Vast AI. This worked. It was also cheaper than Runpod for a more powerful machine with lower latency. Interestingly the machine I used booted up right into a tmux session. I actually like this. However, it did break VS Code remote development. Manually configuring the ~/.ssh/config with a RemoteCommand allowed it to connect:

Host vast-gpu
    HostName <FILL IP>
    Port <FILL PORT> 
    User root
    IdentityFile ~/.ssh/id_ed25519
    RemoteCommand bash -l
    RequestTTY no

With a bit of reallocating the machine (loading two 20B Models + the environment used over 150GB of disk, more expected), I was able to locally run both GPT-OSS and its safeguarding sibling.

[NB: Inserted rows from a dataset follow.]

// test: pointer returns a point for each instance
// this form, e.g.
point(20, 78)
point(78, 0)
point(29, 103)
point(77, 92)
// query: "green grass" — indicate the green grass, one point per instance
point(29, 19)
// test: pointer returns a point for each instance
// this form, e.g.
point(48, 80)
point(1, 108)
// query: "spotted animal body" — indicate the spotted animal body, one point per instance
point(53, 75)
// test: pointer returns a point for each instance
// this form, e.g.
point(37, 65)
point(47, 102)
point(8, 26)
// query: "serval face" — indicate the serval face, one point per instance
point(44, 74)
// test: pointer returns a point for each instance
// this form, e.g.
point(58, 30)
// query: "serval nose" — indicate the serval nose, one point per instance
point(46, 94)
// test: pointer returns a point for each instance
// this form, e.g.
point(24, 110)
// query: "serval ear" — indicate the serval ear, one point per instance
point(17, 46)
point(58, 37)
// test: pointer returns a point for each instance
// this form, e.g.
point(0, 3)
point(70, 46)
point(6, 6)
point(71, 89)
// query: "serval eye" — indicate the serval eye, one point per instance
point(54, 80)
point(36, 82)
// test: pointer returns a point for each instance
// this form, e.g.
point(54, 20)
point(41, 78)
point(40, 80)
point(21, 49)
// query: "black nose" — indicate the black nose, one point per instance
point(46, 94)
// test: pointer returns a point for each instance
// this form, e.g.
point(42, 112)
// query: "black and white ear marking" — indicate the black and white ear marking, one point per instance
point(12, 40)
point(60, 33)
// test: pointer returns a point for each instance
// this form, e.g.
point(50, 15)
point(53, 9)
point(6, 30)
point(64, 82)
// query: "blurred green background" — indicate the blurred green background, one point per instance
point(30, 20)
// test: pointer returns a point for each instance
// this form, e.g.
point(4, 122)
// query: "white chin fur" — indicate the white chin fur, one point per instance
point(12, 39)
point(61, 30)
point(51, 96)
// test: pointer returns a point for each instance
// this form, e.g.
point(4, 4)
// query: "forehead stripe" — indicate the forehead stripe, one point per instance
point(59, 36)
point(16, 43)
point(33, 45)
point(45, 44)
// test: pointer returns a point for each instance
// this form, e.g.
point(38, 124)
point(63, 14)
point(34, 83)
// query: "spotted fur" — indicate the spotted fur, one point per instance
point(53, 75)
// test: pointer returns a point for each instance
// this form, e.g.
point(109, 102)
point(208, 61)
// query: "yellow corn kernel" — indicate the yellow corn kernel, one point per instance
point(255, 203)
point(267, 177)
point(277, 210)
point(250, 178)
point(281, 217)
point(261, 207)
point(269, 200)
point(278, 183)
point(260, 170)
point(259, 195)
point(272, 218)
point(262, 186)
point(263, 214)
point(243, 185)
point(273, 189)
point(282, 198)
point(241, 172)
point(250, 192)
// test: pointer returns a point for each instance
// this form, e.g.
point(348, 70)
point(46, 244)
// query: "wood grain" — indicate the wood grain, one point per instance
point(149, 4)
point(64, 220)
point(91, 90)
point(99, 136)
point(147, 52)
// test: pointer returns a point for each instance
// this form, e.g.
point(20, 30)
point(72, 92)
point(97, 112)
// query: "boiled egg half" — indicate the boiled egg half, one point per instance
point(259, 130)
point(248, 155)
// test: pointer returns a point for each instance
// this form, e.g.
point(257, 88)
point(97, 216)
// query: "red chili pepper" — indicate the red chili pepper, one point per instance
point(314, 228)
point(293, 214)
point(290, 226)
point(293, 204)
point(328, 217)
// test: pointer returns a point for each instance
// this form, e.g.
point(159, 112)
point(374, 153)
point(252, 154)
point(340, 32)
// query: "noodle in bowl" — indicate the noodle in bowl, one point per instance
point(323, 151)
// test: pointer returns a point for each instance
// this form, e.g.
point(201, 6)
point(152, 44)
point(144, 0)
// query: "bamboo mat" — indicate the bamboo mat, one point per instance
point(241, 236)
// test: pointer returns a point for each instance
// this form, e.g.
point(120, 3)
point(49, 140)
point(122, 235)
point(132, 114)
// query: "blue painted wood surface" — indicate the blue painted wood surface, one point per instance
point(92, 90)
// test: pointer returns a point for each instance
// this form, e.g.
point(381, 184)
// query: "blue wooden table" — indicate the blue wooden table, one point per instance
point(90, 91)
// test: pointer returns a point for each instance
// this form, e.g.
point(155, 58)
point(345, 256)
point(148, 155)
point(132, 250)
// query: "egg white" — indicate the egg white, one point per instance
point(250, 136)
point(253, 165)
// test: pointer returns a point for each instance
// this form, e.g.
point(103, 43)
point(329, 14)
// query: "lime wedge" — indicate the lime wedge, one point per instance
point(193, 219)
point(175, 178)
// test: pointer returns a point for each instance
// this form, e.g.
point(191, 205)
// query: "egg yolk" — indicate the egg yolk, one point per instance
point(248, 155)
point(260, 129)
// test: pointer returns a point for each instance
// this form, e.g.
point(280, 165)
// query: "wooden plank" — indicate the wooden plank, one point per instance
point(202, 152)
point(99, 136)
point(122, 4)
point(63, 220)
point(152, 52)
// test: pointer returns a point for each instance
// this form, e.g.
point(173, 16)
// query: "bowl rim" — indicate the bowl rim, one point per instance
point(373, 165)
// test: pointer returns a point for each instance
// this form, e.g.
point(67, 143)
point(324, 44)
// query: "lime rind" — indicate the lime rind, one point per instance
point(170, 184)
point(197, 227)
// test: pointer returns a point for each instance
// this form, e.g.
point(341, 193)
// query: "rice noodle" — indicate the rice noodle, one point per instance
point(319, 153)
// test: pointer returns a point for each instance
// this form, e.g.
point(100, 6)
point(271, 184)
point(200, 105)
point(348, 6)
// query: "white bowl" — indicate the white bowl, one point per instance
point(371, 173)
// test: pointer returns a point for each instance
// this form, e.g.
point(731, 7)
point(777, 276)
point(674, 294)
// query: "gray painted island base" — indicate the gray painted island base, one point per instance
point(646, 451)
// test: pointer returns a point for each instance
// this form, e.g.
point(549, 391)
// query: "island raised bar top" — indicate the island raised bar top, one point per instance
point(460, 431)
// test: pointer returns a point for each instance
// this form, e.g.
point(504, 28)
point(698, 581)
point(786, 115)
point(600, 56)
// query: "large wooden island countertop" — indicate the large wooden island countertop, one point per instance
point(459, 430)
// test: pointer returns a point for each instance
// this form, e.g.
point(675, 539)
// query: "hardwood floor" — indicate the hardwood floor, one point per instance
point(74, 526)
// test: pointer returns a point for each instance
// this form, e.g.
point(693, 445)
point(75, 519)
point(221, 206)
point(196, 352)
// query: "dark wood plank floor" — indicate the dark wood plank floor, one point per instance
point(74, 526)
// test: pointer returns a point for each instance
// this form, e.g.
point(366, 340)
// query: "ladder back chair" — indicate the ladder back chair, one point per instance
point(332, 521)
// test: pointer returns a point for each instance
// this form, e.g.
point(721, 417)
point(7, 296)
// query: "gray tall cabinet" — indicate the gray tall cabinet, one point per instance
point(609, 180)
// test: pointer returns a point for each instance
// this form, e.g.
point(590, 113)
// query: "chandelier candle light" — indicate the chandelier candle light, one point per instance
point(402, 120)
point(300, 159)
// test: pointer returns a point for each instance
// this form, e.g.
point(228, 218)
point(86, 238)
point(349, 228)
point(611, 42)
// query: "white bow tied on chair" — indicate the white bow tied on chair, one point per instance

Huggingface Inference. My initial curiosity was around model diffing for the safeguard variant, thus needed local parameter access. However, some of my questions just need blackbox access. While the various HF blackbox APIs don't always support the latest models, it seems like it might work.

Replicating the results

An initial step in exploring the model is replicating their results on the datasets they use (ToxicChat (Lin et al., 2023) and a Moderation Dataset (Markov et al., 2023)). Unfortunately they do not seem to give their prompts for their evals. I need to experiment more and see if I can replicate their numbers with a mix of policy prompts. Please share if you found some sample prompts for the model.

Conclusion

There's a lot of interesting things to explore with GPT-OSS-Safeguard. After today I have better understanding of the model (/knowledge it exists. I just saw it this morning), better understanding of model diffing prior work, and the infrastructure to run it. Hopefully I'll have some results starting tomorrow.